Square Logs


       When I visited lumber mills and lumber retail outlets in Japan, I was
     impressed with the way the Japanese handle logs. By contrast, we appear
     to butcher and mutilate our timber. They treasure, enhance, and beautify
     it. I saw Japanese technicians study a log for hours before they decided
     how to cut it. When they did cut it, the waste material would fit in one
     hand. Many Japanese lumber mills cut only one log a day. They make more
     profit from that one log than some of our mills make on hundreds of
     trees.

       Now the Japanese are going even further. They have decided that round
     logs have more value when they are turned into square logs. That way the
     largest amount of waste -- that lost in trimming a round log until it is
     square, and then converting it into two-by-fours or whatever -- is
     eliminated.

       Scientist Yoshinori Kabayashi of the Nara Prefectural Forest Experiment
     Station near Osaka invented and developed a process that "cooks" round
     logs until they are square. The technique is startlingly simple. In his
     specially designed microwave "oven," the temperature of the log is raised
     to 250ÆF, thereby making the round log so pliable it can be massaged into
     the desired square shape. The log is allowed to cool to room temperature
     while still in the press process. Then it is heated again to the same
     temperature. The process does not damage wood fibers, but actually makes
     them stronger, denser, and less subject to warping or splitting. The
     specific gravity of the square log, its hardness, and its resistance to
     abrasion are all superior to that of the raw log. The pressure required
     to achieve the square profile is surprisingly low -- as low as 150 pounds
     per square inch. The log retains its square shape when released from the
     oven and the conversion pressure.

       During the squaring process, as the logs are compressed, a considerable
     amount of water is ejected, usually about five quarts from a
     three-foot-long cedar log. The resulting log is firmer and denser; it has
     been bumped into a higher-grade quality.
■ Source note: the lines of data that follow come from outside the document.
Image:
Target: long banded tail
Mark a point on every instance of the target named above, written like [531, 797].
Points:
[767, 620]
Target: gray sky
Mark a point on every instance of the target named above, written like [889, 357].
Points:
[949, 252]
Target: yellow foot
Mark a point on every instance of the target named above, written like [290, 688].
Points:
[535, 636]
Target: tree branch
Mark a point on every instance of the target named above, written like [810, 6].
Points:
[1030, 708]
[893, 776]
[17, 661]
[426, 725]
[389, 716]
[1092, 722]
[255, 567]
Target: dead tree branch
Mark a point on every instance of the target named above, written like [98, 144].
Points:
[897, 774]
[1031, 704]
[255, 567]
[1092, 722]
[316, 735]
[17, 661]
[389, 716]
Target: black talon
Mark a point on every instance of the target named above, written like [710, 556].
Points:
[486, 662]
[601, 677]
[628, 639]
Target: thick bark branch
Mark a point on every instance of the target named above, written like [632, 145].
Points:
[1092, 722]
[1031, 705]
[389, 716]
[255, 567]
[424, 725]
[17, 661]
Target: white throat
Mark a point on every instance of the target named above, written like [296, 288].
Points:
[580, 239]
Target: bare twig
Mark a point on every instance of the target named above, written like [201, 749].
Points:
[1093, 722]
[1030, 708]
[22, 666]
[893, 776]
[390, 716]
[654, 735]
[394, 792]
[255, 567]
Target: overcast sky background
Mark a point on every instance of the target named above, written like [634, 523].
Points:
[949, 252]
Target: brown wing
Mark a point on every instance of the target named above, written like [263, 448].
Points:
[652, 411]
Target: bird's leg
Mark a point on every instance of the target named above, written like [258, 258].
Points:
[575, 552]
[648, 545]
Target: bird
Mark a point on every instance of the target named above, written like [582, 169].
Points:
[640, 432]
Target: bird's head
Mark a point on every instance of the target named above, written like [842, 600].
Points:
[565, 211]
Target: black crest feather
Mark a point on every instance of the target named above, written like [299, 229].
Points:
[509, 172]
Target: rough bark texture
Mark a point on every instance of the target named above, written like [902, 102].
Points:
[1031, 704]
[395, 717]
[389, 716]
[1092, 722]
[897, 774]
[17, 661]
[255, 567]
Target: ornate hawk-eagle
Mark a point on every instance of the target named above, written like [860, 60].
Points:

After the process, the quality
     of a cedar log approximates that of the more expensive Japanese cypress.
     According to a Canadian expert, that could turn a $70 log into a $210
     product. How's that for value added? According to Kobayashi the
     possibilities do not stop there. Crooked, misshapen, and distorted logs,
     which in our forests today would be discarded or relegated to the chip
     pile, can be straightened and squared.

       Because of its size, the microwave oven used in the laboratory process
     has been used to test only short sections of logs. Such an oven
     constructed to handle commercial lengths of timber in sixteen-foot
     lengths is estimated to cost about $150,000, a relatively minor expense.
     The implications could be industry-shattering. If the Japanese find it
     economic to supply all of their 300,000 sawmills with factory-produced
     industrial models of this equipment, they could substantially increase
     the value of any log. Competing companies around the world would be left
     behind.

       The Japanese may agree to export their revolutionary log compressor --
     at their price, and after they have supplied their own country -- to
     friendly countries first. For now, though, the Nara prefectural
     government is not allowing anyone else to use the patent. It appears that
     Nara officials want companies in their prefecture to receive first
     opportunities. "After one or two years," says Kobayashi, "it will
     probably sell licenses for the technology outside the prefecture."